Food and drinks on safari are generally safe and prepared to international standards. It’s advisable to drink and brush your teeth with bottled water. This is readily available throughout Tanzania.

Generally dry and warm with cool nights/mornings from June-October and warmer temperatures October-May. The short rains occur from November to mid-December and the long rains from April to May but the seasons can vary. The climate on the coast and Zanzibar is tropical and humid. You’ll be at elevation (+5000 ft and as high as 7,000 ft) on many areas in the northern circuit.

Pack lightweight, washable clothes plus a sweater or fleece for early morning game drives, a sunhat, sunglasses and sunscreen.
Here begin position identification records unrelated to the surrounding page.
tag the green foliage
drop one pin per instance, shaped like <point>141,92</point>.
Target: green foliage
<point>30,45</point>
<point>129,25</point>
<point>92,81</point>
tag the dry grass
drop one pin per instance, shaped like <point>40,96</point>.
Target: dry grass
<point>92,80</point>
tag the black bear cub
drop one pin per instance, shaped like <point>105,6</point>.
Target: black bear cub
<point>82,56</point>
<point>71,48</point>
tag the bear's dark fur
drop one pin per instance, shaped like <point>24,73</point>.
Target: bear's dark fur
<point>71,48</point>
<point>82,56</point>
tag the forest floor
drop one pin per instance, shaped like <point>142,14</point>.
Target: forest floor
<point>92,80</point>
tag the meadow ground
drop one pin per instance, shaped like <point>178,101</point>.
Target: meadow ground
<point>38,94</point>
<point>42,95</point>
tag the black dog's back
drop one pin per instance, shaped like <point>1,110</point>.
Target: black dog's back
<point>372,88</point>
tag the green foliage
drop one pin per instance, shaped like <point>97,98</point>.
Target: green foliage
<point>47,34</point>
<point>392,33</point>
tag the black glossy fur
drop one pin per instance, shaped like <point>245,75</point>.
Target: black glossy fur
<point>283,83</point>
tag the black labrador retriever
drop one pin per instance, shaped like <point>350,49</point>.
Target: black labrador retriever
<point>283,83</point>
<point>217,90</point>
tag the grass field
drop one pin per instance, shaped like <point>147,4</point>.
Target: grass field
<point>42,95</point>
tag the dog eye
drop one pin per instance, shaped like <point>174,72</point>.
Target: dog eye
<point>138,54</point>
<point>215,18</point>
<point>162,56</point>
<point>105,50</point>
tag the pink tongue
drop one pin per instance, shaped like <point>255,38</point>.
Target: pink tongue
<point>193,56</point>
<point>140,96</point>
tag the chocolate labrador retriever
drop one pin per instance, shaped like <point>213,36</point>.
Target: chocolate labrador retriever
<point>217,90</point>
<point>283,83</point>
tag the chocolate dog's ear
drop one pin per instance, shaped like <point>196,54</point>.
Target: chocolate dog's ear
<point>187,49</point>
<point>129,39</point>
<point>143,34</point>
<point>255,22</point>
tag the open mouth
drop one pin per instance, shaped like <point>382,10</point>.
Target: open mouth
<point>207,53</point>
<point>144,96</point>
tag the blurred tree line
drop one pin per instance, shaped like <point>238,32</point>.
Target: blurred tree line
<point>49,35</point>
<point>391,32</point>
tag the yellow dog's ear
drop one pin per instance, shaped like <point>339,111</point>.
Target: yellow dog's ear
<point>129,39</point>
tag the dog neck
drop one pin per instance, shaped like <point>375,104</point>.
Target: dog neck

Long sleeves and trousers in light-colored fabrics help discourage insect bites. Shorts for women are acceptable (but not too short). Women should carry a wrap to cover legs in the village and towns as revealing clothing such as shorts can cause offence. If you’re staying at a lodge or visiting the coast or islands, bring your swimsuit along. Laundry is available throughout your stay. On booking you’ll be sent a detailed packing list.

Baggage on safari is limited to one small/medium soft-sided duffle type bag, plus one piece of hand baggage per person (excluding a camera bag). In total this should not weight more then 15 kg or 33 lbs. Depending on your itinerary it may be possible to store some luggage while you’re on safari but bear in mind that if you’re flying internally on regional airlines in small aircraft the luggage is STRICTLY limited to the above amount.

Bring film and batteries for your camera with you. Protect your camera from dust and keep equipment and film spools cool. It is courteous to ask permission before photographing local people. If you intend to take a lot of people pictures, try to bring an instant camera with you so that you can leave a picture with people you photograph.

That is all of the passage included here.